Brexit, coopération structurée permanente (PESCO), espace Schengen, Eurozone, mécanisme d’« opt-out », etc. Cette journée d’étude porte sur les modalités de production des logiques de différenciation de l’Union européenne (UE) et les effets qu’elles génèrent. Elle entend plus particulièrement poser la question de l’articulation de ces logiques de différenciation à la question l’avenir du processus communautaire. Ces dernières peuvent en effet représenter une solution permettant de surmonter d’éventuels blocages politiques, notamment par le biais d’une intégration approfondie dans tel domaine d’action publique et n’impliquant que les États volontaires (Kelemen, 2014). Mais à l’inverse, la différenciation peut aussi être à l’origine de nouvelles formes de tensions. Ravivées par l’exemple récent du Brexit, elles sont susceptibles de fragiliser l’édifice communautaire, certains évoquant selon les cas un risque de fragilisation, de démantèlement voire de désintégration de l’UE (Leruth, Gänzle, Trondal, 2017).

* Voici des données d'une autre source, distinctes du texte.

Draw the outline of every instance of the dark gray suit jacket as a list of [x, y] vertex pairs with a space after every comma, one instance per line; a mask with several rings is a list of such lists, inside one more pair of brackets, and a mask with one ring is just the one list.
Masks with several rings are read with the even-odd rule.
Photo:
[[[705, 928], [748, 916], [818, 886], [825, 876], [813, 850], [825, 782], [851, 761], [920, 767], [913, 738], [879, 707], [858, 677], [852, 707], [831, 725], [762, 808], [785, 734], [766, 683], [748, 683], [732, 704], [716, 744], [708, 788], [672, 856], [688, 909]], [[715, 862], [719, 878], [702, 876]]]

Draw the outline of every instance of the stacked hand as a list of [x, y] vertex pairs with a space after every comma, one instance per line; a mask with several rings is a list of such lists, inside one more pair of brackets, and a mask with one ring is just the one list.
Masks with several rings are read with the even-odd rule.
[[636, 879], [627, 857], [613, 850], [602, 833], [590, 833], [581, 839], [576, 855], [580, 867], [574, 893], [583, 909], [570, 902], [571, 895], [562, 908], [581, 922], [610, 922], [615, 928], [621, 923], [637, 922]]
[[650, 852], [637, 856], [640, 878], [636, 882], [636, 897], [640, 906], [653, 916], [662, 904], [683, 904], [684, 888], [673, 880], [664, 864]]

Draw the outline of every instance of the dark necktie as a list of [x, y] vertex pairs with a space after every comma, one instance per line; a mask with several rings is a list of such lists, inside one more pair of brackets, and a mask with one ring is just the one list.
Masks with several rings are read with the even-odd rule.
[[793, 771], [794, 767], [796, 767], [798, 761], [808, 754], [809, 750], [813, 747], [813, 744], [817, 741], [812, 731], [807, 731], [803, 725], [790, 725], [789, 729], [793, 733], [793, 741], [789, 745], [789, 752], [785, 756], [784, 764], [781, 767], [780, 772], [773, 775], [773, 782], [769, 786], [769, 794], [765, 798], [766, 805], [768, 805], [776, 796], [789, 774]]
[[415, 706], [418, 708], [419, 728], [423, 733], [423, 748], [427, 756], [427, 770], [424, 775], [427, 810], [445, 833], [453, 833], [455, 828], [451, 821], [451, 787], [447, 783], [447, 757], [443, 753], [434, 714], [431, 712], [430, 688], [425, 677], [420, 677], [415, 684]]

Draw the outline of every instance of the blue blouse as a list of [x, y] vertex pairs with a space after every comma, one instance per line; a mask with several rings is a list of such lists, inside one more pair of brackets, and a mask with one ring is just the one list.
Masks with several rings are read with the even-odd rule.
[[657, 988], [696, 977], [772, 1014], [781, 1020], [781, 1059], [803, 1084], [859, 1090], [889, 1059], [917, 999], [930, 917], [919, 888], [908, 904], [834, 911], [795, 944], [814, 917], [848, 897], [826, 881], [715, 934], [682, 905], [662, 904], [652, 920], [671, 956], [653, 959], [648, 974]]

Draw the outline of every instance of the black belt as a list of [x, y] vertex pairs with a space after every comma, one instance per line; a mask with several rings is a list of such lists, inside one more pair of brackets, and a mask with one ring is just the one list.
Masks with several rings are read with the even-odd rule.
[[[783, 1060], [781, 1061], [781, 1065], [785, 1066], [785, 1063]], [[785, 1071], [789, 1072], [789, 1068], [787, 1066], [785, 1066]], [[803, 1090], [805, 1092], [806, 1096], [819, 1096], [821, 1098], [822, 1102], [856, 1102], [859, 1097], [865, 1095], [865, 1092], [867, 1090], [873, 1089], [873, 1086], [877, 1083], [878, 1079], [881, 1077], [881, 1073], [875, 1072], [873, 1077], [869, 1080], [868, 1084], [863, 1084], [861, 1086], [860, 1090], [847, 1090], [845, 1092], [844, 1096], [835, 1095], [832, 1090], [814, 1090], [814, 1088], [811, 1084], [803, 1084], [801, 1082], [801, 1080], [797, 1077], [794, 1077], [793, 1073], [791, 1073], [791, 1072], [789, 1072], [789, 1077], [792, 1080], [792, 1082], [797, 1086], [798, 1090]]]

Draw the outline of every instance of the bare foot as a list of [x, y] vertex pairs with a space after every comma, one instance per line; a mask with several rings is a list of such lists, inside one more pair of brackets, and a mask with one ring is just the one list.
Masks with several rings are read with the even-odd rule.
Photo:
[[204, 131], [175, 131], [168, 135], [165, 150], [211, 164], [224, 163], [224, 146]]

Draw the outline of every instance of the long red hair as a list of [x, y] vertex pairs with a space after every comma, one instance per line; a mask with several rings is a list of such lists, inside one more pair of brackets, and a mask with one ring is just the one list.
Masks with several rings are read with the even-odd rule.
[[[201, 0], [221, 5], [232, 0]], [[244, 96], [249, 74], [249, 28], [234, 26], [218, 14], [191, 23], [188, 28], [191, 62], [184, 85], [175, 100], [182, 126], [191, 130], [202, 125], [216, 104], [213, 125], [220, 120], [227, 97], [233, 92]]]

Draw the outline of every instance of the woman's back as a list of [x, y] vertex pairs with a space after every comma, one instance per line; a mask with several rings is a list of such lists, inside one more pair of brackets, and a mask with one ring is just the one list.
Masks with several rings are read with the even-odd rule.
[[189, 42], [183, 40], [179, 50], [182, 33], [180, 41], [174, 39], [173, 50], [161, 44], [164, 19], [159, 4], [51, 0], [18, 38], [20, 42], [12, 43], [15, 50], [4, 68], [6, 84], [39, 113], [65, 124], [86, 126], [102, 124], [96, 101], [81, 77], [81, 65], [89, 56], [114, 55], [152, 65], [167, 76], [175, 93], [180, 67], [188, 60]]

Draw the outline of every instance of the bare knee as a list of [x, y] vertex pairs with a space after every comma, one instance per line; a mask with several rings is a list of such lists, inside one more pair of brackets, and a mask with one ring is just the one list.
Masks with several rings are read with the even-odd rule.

Cette journée entend donc étudier la variété des conséquences possibles de la différenciation et les effets qu’elles sont susceptibles d’exercer sur la forme et les modalités d’exercice du pouvoir politique communautaire.   

Dans le prolongement de la première journée d’étude organisée par le GrUE (février 2018, Strasbourg), cette journée d’étude analyse les transformations de l’UE à travers ses variations institutionnelles (polity). Dans cette optique, ce colloque questionne la diversité des stratégies politiques de l’UE et de ses États membres, ainsi que leurs appropriations par les opinions publiques (politics). Il est aussi question de réfléchir à l’hétérogénéité des formes prises par les politiques publiques européennes à travers l’étude de leur élaboration ou de leur mise en œuvre (policies). Depuis vingt-cinq ans, l’UE a en effet eu à surmonter des blocages politiques voire des « crises » (Ross, 2011 ; Boussaguet, Dehousse, 2014 ; Mégie, Vauchez, 2014) pour lesquelles la différenciation a parfois été mobilisée comme instrument utile à leur résolution. Pour répondre à la diversité des enjeux, des intérêts et des stratégies politiques des États membres et des attentes supposées des opinions publiques européennes, l’UE a progressivement créé les conditions d’une intégration différenciée (Stubb, 1996 ; Kölliker, 2001). Les logiques de différenciation renvoient alors à des processus politiques, plutôt qu’à un système politique sui generis, à un concept ou même à une théorie (Leruth, Lord, 2015). Elles désignent en effet l’ensemble des variations dont les institutions, les politiques de l’UE et les effets qu’elles produisent sur les États membres et l’opinion publique, sont susceptibles de faire l’objet.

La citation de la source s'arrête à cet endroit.